UNWTO、20年の国際旅行者4400万人減予測 経済回復策で「観光を優先項目に」

2020.03.16 00:00

 新型肺炎の感染が世界100カ国以上に広がり、渡航・入国制限を設ける地域が拡大している。 世界観光機関 (UNWTO)は20年の全世界の国際旅行者数の成長予想を1~3%減に下方修正した。人数ベースで1500万~4400万人の減少。マイナス成長はリーマンショックの09年以来で、アジアは9~12%減と大幅な落ち込みを余儀なくされる見通し。経済的ダメージの回復に向け、UNWTOは各国政府や国際機関に観光をリカバリー策の優先事項とすることを呼びかけている。

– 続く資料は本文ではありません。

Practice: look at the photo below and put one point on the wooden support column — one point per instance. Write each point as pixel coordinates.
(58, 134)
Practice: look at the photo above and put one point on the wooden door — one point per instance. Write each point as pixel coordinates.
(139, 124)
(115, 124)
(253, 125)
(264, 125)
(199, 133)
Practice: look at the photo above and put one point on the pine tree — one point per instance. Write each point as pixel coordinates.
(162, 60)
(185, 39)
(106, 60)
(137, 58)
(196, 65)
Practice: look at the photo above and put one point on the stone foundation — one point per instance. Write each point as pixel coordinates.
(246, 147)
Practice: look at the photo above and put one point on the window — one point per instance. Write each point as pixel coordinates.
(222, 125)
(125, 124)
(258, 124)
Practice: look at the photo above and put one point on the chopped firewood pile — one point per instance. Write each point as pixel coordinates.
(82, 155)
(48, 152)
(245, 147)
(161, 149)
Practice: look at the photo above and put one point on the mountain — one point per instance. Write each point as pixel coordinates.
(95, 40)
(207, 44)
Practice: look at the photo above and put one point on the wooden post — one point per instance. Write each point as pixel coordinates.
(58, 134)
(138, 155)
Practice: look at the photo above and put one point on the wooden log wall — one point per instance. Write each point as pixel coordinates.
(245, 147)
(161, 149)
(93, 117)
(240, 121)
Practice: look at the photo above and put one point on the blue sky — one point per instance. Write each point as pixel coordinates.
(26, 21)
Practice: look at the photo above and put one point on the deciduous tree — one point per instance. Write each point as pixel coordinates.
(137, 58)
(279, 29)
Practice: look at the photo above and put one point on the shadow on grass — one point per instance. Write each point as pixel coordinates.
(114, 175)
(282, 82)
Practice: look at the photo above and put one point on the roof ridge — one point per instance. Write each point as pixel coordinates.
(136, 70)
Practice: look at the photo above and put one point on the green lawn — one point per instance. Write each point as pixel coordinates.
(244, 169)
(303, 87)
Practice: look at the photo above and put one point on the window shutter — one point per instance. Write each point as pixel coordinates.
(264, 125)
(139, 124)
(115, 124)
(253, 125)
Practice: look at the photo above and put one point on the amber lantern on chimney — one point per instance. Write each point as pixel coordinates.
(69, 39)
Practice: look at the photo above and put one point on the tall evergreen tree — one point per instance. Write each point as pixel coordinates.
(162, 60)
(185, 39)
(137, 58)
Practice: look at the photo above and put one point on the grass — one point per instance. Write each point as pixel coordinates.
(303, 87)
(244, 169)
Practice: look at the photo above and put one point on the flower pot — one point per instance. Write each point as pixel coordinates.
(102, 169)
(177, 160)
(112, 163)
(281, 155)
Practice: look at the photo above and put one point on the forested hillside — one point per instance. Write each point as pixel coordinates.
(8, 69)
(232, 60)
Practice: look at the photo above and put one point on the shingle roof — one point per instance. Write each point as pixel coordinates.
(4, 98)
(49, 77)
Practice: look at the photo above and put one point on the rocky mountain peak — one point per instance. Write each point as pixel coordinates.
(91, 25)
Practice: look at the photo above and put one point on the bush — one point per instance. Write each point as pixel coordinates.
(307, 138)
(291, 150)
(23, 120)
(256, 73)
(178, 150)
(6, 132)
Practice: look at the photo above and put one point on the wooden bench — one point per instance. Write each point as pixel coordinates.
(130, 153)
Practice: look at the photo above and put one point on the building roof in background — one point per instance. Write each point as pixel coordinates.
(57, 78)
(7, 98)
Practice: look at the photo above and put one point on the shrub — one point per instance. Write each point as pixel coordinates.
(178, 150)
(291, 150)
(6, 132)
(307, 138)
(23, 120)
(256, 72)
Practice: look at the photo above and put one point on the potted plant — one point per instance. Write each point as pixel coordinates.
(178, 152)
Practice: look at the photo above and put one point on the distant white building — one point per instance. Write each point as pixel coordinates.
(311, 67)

 19年に世界各地が海外から受け入れた宿泊を伴う国際旅行者は前年比3.8%増の14億6100万人。今年1月時点で20年は3~4%増と予想していた。

 予想する減少幅は09年の3700万人を上回る規模で、今後の動向次第ではさらに拡大する可能性も否めない。旅行者数の減少に伴い、20年の観光消費額も300億~500億ドル減と見通した。特に観光消費額の20%を占める中国市場の縮小による影響は甚大で、訪問先上位のタイ、日本、米国が受ける影響はとりわけ大きいと予測する。

 観光はいまや全世界の 国内総生産 (GDP)の10%を占める稼ぎ頭だ。経済成長の鍵である一方で、ズラブ・ポロリカシュヴィリ事務局長は「観光産業の8割を中小企業が占め、ぜい弱なコミュニティーを含む何百万人もの生計を観光に依存している」と強調する。

 そこでUNWTOは経済回復策に観光への支援を含めること、さらには観光産業のリカバリー策への財政的・政治的支援への要望を表明した。また、 世界保健機関 (WHO)と密接に連携し、「観光イベントや見本市の主催者を含む観光分野の関係者に対し、回復策に関する指導とサポートを行う用意がある」などとしている。